Measuring the environmental impact of computation

# energyusage

A Python package that measures the environmental impact of computation. Provides a function to evaluate the energy usage and related carbon emissions of another function. Emissions are calculated based on the user's location via the GeoJS API and that location's energy mix data (sources: US E.I.A and eGRID for the year 2016).

## Installation

To install, simply \$ pip install energyusage.

## Usage

To evaluate the emissions of a function, just call energyusage.evaluate with the function name and the arguments it requires.

import energyusage

# user function to be evaluated
def recursive_fib(n):
if (n <= 2): return 1
else: return recursive_fib(n-1) + recursive_fib(n-2)

energyusage.evaluate(recursive_fib, 40, pdf=True)
# returns 102,334,155


It will return the value of your function, while also printing out the energy usage report on the command line. Optional keyword arguments:

• pdf(default = False): generates a PDF report, alongside the command-line utility
• powerLoss (default = 0.8): accounts for PSU loss, can be set by user if known for higher accuracy of results
• energyOutput (default = False): prints amount of energy used by the process and time taken. The order is time, energy used, return of function
• printToScreen (default = True): controls whether there is a terminal printout of the package running
• energyOutput (default = False): determines whether the energy used and time taken are output. When set to true the order is time used, energy used, return value of function.
• locations (default = ["Mongolia", "Iceland", "Switzerland"]): allows selecting the countries in the emissions comparison section for the terminal printout and pdf.

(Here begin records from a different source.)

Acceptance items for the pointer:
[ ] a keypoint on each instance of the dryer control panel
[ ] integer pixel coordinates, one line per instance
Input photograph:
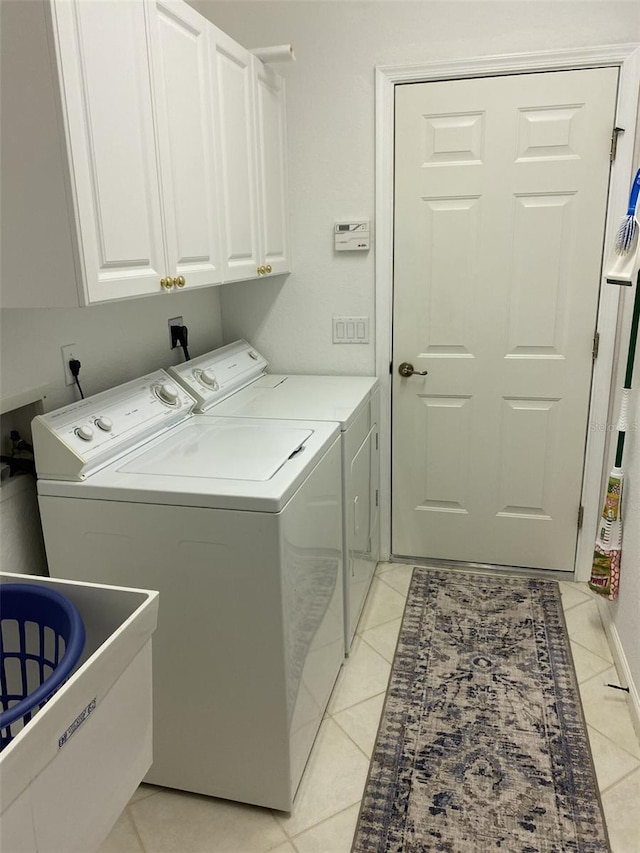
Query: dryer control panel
(72, 442)
(216, 375)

These can be set to the name of any country or US state.
• year (default = 2016): controls the year for the data. Default is 2016 as that is currently the most recent year of data from both of our sources. Note that only this year of data is included in the package installation but more can be added in a process described later.

### Energy Report

The report that will be printed out will look like the one below. The second and third lines will show a real-time reading that disappears once the process has finished evaluating.

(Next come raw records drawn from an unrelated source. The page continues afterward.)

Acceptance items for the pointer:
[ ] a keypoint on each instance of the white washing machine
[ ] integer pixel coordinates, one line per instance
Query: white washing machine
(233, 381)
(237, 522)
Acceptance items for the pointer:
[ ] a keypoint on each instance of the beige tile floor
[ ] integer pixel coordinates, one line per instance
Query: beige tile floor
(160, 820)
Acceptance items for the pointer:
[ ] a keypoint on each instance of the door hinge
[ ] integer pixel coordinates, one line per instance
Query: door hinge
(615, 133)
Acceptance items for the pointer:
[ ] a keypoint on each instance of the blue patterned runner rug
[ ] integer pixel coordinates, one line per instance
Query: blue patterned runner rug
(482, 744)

Location:                                                           Pennsylvania
--------------------------------------------------------------------------------
--------------------------------------------------------------------------------
Average baseline wattage:                                             1.86 watts
Average total wattage:                                               19.42 watts
Average process wattage:                                             17.56 watts
Process duration:                                                        0:00:01
--------------------------------------------------------------------------------
-------------------------------   Energy Data    -------------------------------
--------------------------------------------------------------------------------
Energy mix in Pennsylvania
Coal:                                                                     25.42%
Oil:                                                                       0.17%
Natural Gas:                                                              31.64%
Low Carbon:                                                               42.52%
--------------------------------------------------------------------------------
-------------------------------    Emissions     -------------------------------
--------------------------------------------------------------------------------
Effective emission:                                              4.05e-06 kg CO2
Equivalent miles driven:                                          1.66e-12 miles
Equivalent minutes of 32-inch LCD TV watched:                   2.51e-03 minutes
Percentage of CO2 used in a US household/day:                          1.33e-12%
--------------------------------------------------------------------------------
------------------------- Assumed Carbon Equivalencies -------------------------
--------------------------------------------------------------------------------
Coal:                                                      995.725971 kg CO2/MWh
Petroleum:                                                816.6885263 kg CO2/MWh
Natural gas:                                              743.8415916 kg CO2/MWh
Low carbon:                                                         0 kg CO2/MWh
--------------------------------------------------------------------------------
-------------------------     Emissions Comparison     -------------------------
--------------------------------------------------------------------------------
Quantities below expressed in kg CO2
US                      Europe                  Global minus US/Europe
Max:    Wyoming        9.59e-06 Kosovo         9.85e-06 Mongolia        9.64e-06
Median: Tennessee      4.70e-06 Ukraine        6.88e-06 Korea, South    7.87e-06
Min:    Vermont        2.69e-07 Iceland        1.77e-06 Bhutan          1.10e-06
--------------------------------------------------------------------------------
--------------------------------------------------------------------------------
Process used:                                                       1.04e-05 kWh


The report is divided into several sections.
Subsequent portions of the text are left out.